Une insatiable curiosité anime Pierre Desprats, artisan musical naviguant depuis quelques années, entre projets live, courts métrages et premiers longs. Un parcours façonné au gré des études et des rencontres : Cinésup à Nantes, un passage au Groupe de recherche et d’improvisation musicale (GRIM) de Jean-Marc Montera, et finalement l’entrée à Louis Lumière pour se former aux métiers du son. Apprivoiser l’instrument, découvrir son fonctionnement, sa fabrication et aborder donc la musique comme un artisan. Une approche qui transpire évidemment dans son travail, qu’il laisse, malléable, à disposition des réalisateurs comme Bertrand Mandico (Les Garçons Sauvages, 2018) et les metteurs en scène Théo Mercier (Outremonde), Théo Mercier & Steven Michel, (Affordable Solution for Better Living, primé par le Lion d’argent à la Biennale de Venise en 2019 ; BIG SISTERS, 2020) ou Philippe Quesne (sonorisation du Parc zoologique de Paris, Nuit Blanche, Crash Park, la vie d’une île, 2019).
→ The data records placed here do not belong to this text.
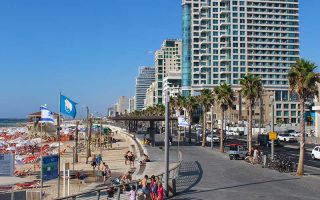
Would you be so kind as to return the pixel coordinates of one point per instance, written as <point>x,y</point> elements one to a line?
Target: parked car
<point>236,151</point>
<point>263,140</point>
<point>286,137</point>
<point>315,154</point>
<point>294,133</point>
<point>215,138</point>
<point>229,133</point>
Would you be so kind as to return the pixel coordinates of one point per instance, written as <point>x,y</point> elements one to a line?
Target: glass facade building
<point>143,81</point>
<point>226,39</point>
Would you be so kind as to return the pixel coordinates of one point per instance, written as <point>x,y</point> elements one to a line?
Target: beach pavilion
<point>35,126</point>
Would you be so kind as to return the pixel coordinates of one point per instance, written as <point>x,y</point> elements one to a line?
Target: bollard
<point>98,195</point>
<point>264,160</point>
<point>119,193</point>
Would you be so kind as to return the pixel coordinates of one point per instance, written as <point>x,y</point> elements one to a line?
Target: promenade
<point>113,157</point>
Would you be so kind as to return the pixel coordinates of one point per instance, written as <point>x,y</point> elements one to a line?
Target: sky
<point>91,50</point>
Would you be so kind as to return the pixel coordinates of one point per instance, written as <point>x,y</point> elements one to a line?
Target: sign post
<point>272,137</point>
<point>50,167</point>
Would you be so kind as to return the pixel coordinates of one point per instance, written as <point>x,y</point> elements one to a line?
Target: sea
<point>6,122</point>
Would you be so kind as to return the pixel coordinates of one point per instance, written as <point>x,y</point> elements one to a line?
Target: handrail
<point>74,196</point>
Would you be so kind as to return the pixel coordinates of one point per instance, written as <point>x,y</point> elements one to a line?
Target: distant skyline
<point>92,51</point>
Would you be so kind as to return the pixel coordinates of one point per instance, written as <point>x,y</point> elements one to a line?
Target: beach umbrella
<point>55,144</point>
<point>11,149</point>
<point>3,143</point>
<point>37,140</point>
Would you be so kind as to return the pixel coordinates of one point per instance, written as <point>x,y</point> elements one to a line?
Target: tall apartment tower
<point>143,81</point>
<point>167,61</point>
<point>123,104</point>
<point>131,104</point>
<point>225,39</point>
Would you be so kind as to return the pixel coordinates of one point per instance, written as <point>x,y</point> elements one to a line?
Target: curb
<point>136,141</point>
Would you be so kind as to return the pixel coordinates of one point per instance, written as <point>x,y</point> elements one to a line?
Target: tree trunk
<point>222,131</point>
<point>250,127</point>
<point>190,130</point>
<point>204,128</point>
<point>300,170</point>
<point>76,142</point>
<point>89,139</point>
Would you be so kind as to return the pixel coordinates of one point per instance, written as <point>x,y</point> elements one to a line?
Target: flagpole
<point>58,129</point>
<point>41,173</point>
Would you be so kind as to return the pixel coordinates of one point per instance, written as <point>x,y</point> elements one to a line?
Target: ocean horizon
<point>12,122</point>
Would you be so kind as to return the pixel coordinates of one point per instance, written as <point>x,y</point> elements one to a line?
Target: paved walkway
<point>113,157</point>
<point>208,174</point>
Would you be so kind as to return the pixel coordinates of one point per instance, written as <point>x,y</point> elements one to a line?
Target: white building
<point>167,60</point>
<point>143,81</point>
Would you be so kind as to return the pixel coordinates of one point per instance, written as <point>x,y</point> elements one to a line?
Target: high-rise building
<point>143,81</point>
<point>115,108</point>
<point>149,101</point>
<point>167,60</point>
<point>131,104</point>
<point>110,112</point>
<point>123,104</point>
<point>225,39</point>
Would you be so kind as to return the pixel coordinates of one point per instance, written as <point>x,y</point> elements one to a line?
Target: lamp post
<point>100,135</point>
<point>272,125</point>
<point>166,142</point>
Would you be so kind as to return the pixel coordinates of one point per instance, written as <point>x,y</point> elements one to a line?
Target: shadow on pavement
<point>190,173</point>
<point>236,186</point>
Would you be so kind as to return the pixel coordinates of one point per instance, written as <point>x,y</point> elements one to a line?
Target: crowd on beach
<point>149,188</point>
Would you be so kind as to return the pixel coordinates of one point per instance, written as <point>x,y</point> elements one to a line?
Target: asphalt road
<point>208,174</point>
<point>289,150</point>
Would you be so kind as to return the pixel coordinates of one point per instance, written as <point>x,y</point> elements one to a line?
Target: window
<point>279,113</point>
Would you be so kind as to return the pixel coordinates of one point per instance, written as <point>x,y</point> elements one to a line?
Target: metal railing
<point>114,192</point>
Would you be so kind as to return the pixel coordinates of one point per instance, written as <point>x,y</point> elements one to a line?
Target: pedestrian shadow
<point>190,173</point>
<point>238,186</point>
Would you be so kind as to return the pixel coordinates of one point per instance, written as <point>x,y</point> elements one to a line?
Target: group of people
<point>129,157</point>
<point>145,159</point>
<point>102,166</point>
<point>154,189</point>
<point>254,156</point>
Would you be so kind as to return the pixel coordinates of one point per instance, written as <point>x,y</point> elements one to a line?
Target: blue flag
<point>46,115</point>
<point>67,106</point>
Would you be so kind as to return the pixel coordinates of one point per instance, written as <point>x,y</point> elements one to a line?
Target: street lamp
<point>272,125</point>
<point>166,144</point>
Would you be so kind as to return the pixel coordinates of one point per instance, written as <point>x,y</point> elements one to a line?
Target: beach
<point>29,147</point>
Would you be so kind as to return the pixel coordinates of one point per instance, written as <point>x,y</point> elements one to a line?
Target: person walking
<point>160,191</point>
<point>105,172</point>
<point>133,193</point>
<point>145,189</point>
<point>154,187</point>
<point>126,157</point>
<point>94,162</point>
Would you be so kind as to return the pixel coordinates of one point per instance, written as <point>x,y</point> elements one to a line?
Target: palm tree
<point>206,100</point>
<point>251,89</point>
<point>224,96</point>
<point>303,81</point>
<point>190,105</point>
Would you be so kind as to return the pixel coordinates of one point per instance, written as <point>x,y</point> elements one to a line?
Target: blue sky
<point>92,51</point>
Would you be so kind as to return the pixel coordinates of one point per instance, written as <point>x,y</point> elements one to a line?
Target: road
<point>290,150</point>
<point>208,174</point>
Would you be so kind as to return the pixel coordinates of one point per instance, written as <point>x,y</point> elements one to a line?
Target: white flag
<point>46,115</point>
<point>182,121</point>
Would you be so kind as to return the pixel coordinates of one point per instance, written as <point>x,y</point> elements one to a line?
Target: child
<point>160,191</point>
<point>133,193</point>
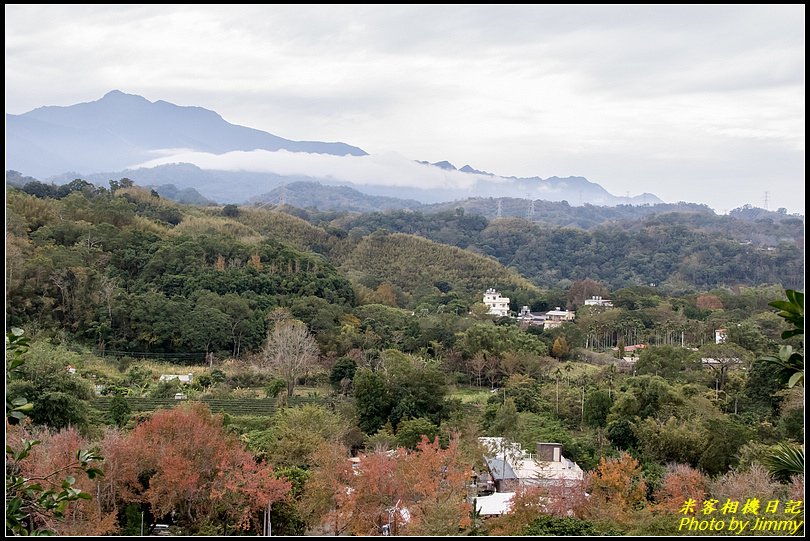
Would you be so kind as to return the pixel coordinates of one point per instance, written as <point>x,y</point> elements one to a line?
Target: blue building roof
<point>499,468</point>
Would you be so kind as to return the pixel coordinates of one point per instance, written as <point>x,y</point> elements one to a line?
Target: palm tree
<point>557,376</point>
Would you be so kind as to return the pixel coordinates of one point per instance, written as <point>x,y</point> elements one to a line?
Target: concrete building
<point>596,300</point>
<point>498,306</point>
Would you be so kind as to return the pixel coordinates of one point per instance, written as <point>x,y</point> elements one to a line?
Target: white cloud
<point>681,101</point>
<point>389,169</point>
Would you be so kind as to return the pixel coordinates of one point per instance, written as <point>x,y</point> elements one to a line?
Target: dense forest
<point>322,344</point>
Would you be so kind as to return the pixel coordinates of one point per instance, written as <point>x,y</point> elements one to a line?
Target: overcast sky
<point>692,103</point>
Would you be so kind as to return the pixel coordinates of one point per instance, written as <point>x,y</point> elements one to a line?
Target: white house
<point>527,317</point>
<point>596,300</point>
<point>510,466</point>
<point>556,317</point>
<point>182,378</point>
<point>498,306</point>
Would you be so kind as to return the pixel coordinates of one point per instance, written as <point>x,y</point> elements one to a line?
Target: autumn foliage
<point>421,492</point>
<point>182,461</point>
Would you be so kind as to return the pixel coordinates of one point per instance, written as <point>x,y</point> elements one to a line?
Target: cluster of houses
<point>499,306</point>
<point>509,467</point>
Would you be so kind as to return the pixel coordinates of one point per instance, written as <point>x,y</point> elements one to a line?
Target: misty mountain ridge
<point>100,140</point>
<point>121,129</point>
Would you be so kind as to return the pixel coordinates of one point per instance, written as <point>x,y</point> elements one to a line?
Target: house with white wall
<point>498,306</point>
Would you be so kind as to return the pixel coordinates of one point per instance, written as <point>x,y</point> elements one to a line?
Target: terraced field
<point>231,406</point>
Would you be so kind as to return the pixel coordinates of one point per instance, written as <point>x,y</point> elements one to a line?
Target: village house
<point>528,318</point>
<point>510,467</point>
<point>596,300</point>
<point>182,378</point>
<point>556,317</point>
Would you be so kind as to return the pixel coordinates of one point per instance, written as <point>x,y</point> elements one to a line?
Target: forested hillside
<point>675,251</point>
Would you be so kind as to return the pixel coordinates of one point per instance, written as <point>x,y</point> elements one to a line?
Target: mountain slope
<point>121,130</point>
<point>315,194</point>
Florent Jacob a fait des études littéraires à Paris et des études techniques au TNS. Il a découvert le métier d'éclairagiste auprès d'André Diot. Au TNS, il a croisé de nombreux metteurs en scène. Il fut particulièrement heureux de travailler avec Gildas Milin (RUR) et de faire la mise en scène d'un texte de Louis-René des Forêts, Le Bavard.
Il a ensuite été l'éclairagiste de Thibault Wenger, Pauline Ringeade, Sabine Durand, Bernard Bloch, Yves Beaunesne. Il est aujourd'hui celui de Rémy Barché (La Truite, Le Traitement, Les P'tites Michu), Baptiste Amann (Des Territoires), Pierre-Yves Chapalain (Dossier K), Bérangère Vantusso (Alors Carcasse).
Il est également collaborateur artistique du plasticien Théo Mercier (Du futur faisons table rase, Radio Vinci Park, La fille du collectionneur, Outremonde Dog Dreans & The sleeping chapter).